Poderemos em muito modificar a evolução natural desta doença, e reduzir de forma significativa a sua morbilidade (dor e incapacidade funcional), a sua mortalidade (elevada em relação à população de referência) e os seus custos económicos e sociais diretos e indiretos.

Para isso, é fundamental apostar numa identificação e num diagnóstico precoces de todas as situações de inflamação articular, com o objetivo de fazer a sua referenciação atempada para uma consulta de reumatologia, onde sejam prestados aos doentes os mais adequados cuidados terapêuticos, e assim modificar a história natural da doença e reduzir os indicadores negativos acima referenciados.

A inflamação articular baseia-se sobretudo na presença de uma dor articular com características muito específicas: uma dor que se agrava durante a noite (que leva a despertar noturno), e que se manifesta de forma marcada de manhã ou depois de imobilizações prolongadas (rigidez longa duração) e que melhora com a mobilização articular suave.

Desde há muito que se identificou a inflamação articular como o alvo terapêutico a controlar e abater, existindo atualmente o conceito “Treat to target” como estratégia standard de abordagem de doentes com AR, implicando que em cada momento, e de forma apertada (monitorizando a atividade inflamatória da doença, no mínimo, a cada três meses), se procure atingir o menor grau de inflamação possível, e, se possível, a sua ausência clínica e/ou laboratorial (remissão).

Nos últimos anos, verificou-se um reforço enorme das opções terapêuticas para esta doença, que se vieram adicionar aos clássicos DMARD (medicamentos antirreumáticos modificadores de doença) – primeiro com o aparecimento dos fármacos biotecnológicos (comummente designadas terapêuticas biológicas) e mais recentemente com uma nova classe terapêutica, os tsDMARD (targeted synthetic DMARD, ou DMARD sintéticos de alvo) – fármacos orais sintéticos, projetados com um alvo molecular intracelular específico em mente.

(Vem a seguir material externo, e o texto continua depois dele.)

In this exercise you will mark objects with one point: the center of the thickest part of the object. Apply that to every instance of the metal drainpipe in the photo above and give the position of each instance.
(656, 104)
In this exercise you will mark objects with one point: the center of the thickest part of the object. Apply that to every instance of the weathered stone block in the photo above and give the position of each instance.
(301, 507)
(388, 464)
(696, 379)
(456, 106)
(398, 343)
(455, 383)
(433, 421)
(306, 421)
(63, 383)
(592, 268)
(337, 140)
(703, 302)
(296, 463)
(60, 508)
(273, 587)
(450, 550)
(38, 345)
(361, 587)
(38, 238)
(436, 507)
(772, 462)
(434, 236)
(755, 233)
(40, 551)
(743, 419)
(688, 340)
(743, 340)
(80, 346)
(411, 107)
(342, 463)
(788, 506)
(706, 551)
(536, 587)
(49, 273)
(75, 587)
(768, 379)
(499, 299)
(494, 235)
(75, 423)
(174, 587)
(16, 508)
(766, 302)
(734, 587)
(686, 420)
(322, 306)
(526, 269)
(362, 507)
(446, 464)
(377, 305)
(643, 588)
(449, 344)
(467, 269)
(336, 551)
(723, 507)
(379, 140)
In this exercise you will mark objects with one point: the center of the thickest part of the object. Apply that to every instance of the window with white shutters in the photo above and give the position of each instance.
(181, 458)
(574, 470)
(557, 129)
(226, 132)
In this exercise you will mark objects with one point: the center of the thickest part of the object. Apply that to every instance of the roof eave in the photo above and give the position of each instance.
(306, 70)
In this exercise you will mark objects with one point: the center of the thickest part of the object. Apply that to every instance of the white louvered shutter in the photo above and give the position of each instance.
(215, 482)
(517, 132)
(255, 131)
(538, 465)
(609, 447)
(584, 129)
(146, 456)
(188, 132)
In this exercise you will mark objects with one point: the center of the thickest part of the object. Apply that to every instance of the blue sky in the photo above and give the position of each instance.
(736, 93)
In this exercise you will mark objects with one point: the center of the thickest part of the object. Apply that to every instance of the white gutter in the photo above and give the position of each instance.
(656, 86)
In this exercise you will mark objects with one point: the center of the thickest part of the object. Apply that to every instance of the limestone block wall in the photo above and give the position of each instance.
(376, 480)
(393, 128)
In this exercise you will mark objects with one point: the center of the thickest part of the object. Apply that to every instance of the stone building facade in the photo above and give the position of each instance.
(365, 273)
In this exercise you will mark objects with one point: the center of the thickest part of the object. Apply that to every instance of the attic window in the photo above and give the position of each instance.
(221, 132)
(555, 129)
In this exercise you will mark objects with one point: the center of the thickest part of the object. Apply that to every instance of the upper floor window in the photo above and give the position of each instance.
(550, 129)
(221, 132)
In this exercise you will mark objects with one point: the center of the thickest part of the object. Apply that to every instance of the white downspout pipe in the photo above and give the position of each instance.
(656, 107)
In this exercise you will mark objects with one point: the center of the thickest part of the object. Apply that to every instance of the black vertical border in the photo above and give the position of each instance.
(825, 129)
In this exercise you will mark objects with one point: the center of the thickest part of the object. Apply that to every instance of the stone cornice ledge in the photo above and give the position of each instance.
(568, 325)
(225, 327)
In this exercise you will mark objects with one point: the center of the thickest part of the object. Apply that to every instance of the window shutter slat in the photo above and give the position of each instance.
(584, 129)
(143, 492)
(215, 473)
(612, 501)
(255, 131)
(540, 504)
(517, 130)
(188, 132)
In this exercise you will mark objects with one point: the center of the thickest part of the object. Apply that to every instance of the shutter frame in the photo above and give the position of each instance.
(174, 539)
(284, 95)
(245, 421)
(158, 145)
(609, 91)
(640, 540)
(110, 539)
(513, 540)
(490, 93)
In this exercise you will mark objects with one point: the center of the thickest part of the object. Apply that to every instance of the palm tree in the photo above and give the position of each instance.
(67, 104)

Dentro de todos os DMARD sintéticos investigados até agora, sobressai em absoluto uma família de fármacos, com um mecanismo de ação comum, designados por “inibidores da JAKinase", e tendo como moléculas mais representativas o tofacitinib, o baricitinib, o upadacitinib e o filgotinib (já disponíveis para utilização clínica em Portugal).

Por variadas razões, poderemos considerar que esta nova classe terapêutica representa uma mudança no paradigma terapêutico até agora disponível no tratamento da AR:

  • Assim, enquanto os fármacos biológicos, que são grandes moléculas, exercem a sua ação a nível extracelular, e a mesma resulta na inibição total de uma única citoquina (e portanto de uma única via patogénica), os inibidores da JAKinase são pequenas moléculas que, ao agirem a nível de diferentes alvos intracelulares, vão impactar na ação de várias citoquinas;
  • Por outro lado, os fármacos biológicos requerem uma administração parentérica, apresentam uma longa semivida e implicam uma maior rigidez posológica, enquanto as pequenas moléculas, que são de administração oral, possuem uma curta semivida e, por isso, um maior potencial de flexibilidade terapêutica.

Em conclusão, a utilização desta nova classe terapêutica representa claramente uma mudança de paradigma no tratamento da artrite reumatoide, pois possui características específicas que permitem individualizar o seu posicionamento terapêutico; evidencia uma eficácia robusta e abrangente, incluindo controlo da inflamação, inibição de dano estrutural e melhoria de qualidade de vida e funcionalidade do doente, sendo por isso uma nova opção terapêutica com impacto global no doente com AR, e seguramente com potencial reflexo positivo na avaliação de custo-benefício global da sua utilização clínica.